К вопросу об африканских корнях: в своей актерской визитке ты говоришь, что танцевала в русском народном ансамбле. Как тебя туда занесло? И сталкивалась ли ты с проявлениями национализма в детстве?
Конечно, сталкивалась, но для меня это закончилось буквально по щелчку в 13 лет, когда все стали слушать Бейонсе и Рианну. А в хореографическом ансамбле я действительно исполняла много русских народных танцев, «Калинку-малинку» и тому подобное. И кстати, несмотря на то что меня дразнили из-за моего цвета кожи, никто не смеялся над тем, что я выступаю в русском народном костюме. Была только одна история, когда я лет в девять или 10 репетировала танец снежинки, а потом увидела, что меня не включили в состав. Спросила у преподавательницы, в чем дело, и она ответила: ну какая же из тебя снежинка? Только много лет спустя я поняла, что это было связано с моим цветом кожи, а тогда я подумала, что просто плохо танцую.
Почему в своем первом фильме ты рассказываешь не об этом, а снимаешь русский XVIII век?
Потому что тема моей идентичности была заморожена очень долгое время. До 25 лет я вообще не понимала, что у меня с ней есть какие-то проблемы.
Хочешь ли ты разбираться с этим в кино?
Да, теперь очень. Но не хочется спекуляций на такую тему — хочется найти свое к ней отношение. И сейчас, мне кажется, у меня наконец может это получиться.
Ты еще снимаешься как актриса — зачем тебе это?

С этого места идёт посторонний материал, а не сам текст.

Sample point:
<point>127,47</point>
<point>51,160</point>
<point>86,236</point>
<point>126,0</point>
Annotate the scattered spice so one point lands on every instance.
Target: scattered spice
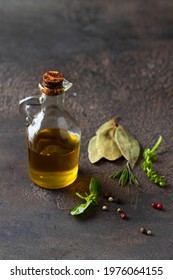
<point>143,230</point>
<point>159,206</point>
<point>119,210</point>
<point>154,205</point>
<point>149,232</point>
<point>110,199</point>
<point>123,216</point>
<point>104,208</point>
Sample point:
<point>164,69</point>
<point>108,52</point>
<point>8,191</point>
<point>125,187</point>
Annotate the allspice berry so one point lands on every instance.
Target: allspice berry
<point>143,230</point>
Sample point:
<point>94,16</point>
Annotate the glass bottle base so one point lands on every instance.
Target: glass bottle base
<point>53,180</point>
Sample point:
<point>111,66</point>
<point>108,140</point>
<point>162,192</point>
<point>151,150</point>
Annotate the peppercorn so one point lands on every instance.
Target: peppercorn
<point>119,201</point>
<point>107,194</point>
<point>104,207</point>
<point>123,216</point>
<point>110,199</point>
<point>154,205</point>
<point>159,206</point>
<point>119,210</point>
<point>142,230</point>
<point>149,232</point>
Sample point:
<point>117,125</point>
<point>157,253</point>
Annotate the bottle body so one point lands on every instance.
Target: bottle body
<point>53,142</point>
<point>53,158</point>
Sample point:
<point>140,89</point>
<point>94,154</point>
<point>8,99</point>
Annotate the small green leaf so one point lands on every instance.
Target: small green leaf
<point>94,186</point>
<point>79,209</point>
<point>127,144</point>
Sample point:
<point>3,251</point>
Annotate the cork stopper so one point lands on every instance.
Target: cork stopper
<point>54,83</point>
<point>53,79</point>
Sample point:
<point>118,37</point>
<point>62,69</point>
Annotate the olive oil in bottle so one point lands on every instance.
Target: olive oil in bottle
<point>53,160</point>
<point>53,137</point>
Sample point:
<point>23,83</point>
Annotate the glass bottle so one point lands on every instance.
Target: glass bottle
<point>53,136</point>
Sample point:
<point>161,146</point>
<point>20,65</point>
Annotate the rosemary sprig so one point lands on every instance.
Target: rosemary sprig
<point>149,156</point>
<point>125,176</point>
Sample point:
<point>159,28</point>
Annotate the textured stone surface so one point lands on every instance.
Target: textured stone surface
<point>119,56</point>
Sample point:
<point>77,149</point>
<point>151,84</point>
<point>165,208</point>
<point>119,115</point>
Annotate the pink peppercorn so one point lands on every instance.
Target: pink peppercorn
<point>123,216</point>
<point>159,206</point>
<point>154,205</point>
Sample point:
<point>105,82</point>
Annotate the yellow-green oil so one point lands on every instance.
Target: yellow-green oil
<point>53,158</point>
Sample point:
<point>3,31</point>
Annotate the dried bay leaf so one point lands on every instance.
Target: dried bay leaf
<point>127,144</point>
<point>106,145</point>
<point>93,153</point>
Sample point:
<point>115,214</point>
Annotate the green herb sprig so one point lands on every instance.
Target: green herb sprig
<point>125,176</point>
<point>91,198</point>
<point>149,156</point>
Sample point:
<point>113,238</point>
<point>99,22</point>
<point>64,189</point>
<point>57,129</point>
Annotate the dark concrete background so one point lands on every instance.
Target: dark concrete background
<point>119,56</point>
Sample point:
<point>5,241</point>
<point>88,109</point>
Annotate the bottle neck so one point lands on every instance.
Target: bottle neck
<point>53,101</point>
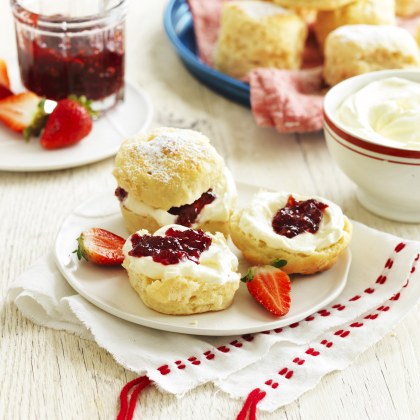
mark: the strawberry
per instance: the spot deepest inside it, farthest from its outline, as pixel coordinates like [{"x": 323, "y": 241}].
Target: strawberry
[
  {"x": 5, "y": 91},
  {"x": 4, "y": 75},
  {"x": 100, "y": 247},
  {"x": 270, "y": 286},
  {"x": 69, "y": 123},
  {"x": 23, "y": 112}
]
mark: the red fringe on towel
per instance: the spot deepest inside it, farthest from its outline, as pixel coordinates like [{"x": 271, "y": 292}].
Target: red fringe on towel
[
  {"x": 250, "y": 405},
  {"x": 128, "y": 403}
]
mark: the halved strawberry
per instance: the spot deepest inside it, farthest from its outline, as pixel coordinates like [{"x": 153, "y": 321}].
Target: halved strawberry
[
  {"x": 23, "y": 112},
  {"x": 4, "y": 75},
  {"x": 100, "y": 246},
  {"x": 70, "y": 122},
  {"x": 270, "y": 286},
  {"x": 5, "y": 92}
]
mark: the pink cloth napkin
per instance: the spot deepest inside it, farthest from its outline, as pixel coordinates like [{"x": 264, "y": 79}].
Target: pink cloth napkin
[{"x": 290, "y": 101}]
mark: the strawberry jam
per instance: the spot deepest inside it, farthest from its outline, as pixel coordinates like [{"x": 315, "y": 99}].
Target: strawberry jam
[
  {"x": 171, "y": 249},
  {"x": 298, "y": 217},
  {"x": 121, "y": 194},
  {"x": 83, "y": 69},
  {"x": 188, "y": 213}
]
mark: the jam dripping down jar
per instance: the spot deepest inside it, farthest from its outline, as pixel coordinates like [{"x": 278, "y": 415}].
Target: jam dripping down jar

Поскольку я отучилась на режиссуре, то в другой шкуре побыть всегда интересно. Обычно меня звали в сериалы — был короткий период, когда все очень хотели дайверсити, и все стремились иметь чернокожего или человека с азиатской внешностью в актерском составе. И я эти предложения разбирала по степени стыдности, от большинства отказываясь. Но последний раз я снималась, кажется, года три назад.
Эпоха дайверсити в русском кино закончилась?
Как будто бы да. Но, во-первых, по инерции может еще продолжаться, поскольку до экрана все доходит с некоторым опозданием. А во-вторых, эпоха дайверсити в России сменилась эпохой африканских дружественных стран, поэтому предложений для людей с моим цветом кожи меньше, я думаю, не будет. Впрочем, их и раньше было не сказать чтобы очень много.